Locklear sat down and pulled his shoe and sock off. The bandage had come undone and one of the cuts on his foot had started to bleed.
“Tell her,” he panted, as his breathing slowed. “When she comes back – tell her she has nothing to fear. I just want to talk to her about John Grant – tell her that, OK?”
Locklear had barely got his breath back when his phone rang. It was Maguire.
“Sarge, you better come back to Dayton right away.”
“What’s wrong?”
“Helena Wyss is dead.”
Chapter 23
The short flight back to Richmond seemed interminable as Locklear stared out the window. Maguire had given him little information on Helena Wyss but had contacted Kowalski who had a helicopter waiting at the airport to take him to the scene. He phoned Mendoza and ordered her back to Dayton. He noticed how quiet she was when he phoned. She’d had only a few hours with her kid.
When his plane landed, Mendoza
was already waiting at the helipad in Richmond in the pouring rain, uniform on, hair pulled back tight. He reckoned her deceased cop father would have been proud of her.
Neither spoke during the flight. The helicopter landed in a clearing between the Wysses’ house and the forested area to the north. The rain had not subsided and soaked them as they followed a sodden Maguire up the twenty-minute hike through the dense forest. Mendoza marched ahead, wiping away the mascara that had begun to weep down her tanned face. Locklear was limping a little as his foot had become more painful on the short plane trip.

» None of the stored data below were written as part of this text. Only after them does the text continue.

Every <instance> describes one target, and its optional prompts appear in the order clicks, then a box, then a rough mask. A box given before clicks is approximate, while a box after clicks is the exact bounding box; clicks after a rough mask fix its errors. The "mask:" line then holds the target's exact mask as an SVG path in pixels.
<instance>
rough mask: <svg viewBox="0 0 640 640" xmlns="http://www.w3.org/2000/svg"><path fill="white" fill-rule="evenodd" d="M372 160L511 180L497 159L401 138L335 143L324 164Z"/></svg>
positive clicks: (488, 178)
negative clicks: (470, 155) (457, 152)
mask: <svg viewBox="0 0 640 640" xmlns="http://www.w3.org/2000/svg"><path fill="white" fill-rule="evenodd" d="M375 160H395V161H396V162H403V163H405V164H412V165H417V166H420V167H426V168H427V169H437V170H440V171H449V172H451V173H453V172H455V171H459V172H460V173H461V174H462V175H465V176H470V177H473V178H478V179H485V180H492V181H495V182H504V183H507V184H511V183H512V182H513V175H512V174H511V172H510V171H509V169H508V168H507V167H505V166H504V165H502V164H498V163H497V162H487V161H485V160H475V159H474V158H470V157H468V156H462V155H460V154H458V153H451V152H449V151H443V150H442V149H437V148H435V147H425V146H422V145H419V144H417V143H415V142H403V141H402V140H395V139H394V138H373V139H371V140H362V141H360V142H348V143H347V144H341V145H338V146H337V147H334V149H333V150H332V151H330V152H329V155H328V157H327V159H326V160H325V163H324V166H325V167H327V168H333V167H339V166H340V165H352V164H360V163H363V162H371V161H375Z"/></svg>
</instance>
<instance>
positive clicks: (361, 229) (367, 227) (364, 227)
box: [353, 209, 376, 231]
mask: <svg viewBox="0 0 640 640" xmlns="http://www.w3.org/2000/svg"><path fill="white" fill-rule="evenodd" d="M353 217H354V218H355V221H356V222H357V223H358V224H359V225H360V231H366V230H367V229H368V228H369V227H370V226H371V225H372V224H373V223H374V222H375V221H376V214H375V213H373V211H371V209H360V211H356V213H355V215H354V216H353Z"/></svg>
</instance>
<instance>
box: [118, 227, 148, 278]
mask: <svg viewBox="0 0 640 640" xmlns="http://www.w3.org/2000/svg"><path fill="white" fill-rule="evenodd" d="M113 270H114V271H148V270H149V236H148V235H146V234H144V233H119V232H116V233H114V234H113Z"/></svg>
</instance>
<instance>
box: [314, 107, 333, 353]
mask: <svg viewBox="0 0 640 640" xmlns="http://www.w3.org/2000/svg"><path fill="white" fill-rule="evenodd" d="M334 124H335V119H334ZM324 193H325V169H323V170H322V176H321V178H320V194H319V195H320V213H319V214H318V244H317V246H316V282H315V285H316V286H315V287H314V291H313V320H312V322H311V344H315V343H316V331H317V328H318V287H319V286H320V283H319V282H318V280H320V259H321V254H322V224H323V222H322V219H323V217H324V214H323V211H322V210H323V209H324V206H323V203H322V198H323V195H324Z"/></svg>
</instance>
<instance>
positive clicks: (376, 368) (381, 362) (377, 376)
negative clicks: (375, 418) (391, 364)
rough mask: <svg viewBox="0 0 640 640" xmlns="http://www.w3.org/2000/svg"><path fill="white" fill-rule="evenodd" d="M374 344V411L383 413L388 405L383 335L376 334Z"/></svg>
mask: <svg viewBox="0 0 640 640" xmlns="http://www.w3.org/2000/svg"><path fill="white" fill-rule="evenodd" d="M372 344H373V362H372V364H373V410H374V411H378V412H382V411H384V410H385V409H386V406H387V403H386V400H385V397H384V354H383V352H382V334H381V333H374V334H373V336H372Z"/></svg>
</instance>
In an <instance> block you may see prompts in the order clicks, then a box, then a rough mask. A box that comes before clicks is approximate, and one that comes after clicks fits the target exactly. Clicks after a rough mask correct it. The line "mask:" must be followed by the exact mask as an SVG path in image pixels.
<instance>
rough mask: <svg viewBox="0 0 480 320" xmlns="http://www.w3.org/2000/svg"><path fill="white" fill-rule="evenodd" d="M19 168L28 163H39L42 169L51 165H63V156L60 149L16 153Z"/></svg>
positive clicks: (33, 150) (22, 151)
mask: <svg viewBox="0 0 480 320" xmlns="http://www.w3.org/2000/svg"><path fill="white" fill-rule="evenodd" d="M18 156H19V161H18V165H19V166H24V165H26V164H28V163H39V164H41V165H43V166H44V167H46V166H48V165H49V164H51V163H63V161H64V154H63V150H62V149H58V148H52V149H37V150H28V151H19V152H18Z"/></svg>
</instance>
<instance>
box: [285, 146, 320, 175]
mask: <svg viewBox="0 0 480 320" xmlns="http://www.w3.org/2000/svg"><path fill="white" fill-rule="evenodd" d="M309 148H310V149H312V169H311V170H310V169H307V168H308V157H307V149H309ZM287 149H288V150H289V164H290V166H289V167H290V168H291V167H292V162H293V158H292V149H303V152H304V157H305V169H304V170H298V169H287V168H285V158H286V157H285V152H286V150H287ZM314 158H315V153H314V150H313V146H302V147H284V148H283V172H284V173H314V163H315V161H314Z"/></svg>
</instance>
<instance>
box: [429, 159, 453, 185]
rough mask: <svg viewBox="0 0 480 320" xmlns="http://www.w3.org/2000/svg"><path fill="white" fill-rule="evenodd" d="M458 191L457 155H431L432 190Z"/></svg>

Soon they reached the spot where five cops, including Maguire’s new young partner Jones, stood in shock at the sight before them. Helena Wyss was hanging by the neck from a tall tree. Locklear looked at the ground and saw the snapped trap that had only days ago held his injured foot and with it, his DNA. Several dollar coins had been thrown around the base of the tree. Her cotton dress had been pulled down to her waist, baring her upper body. Rain had broken through the canopy and had washed away some of the red writing emblazoned across her naked breasts. Her open eyes bulged forward and appeared to be staring in the direction of her farm. Locklear reckoned her throat had been cut immediately after the killer had strung her up and that he or she had used Helena’s blood to write a message.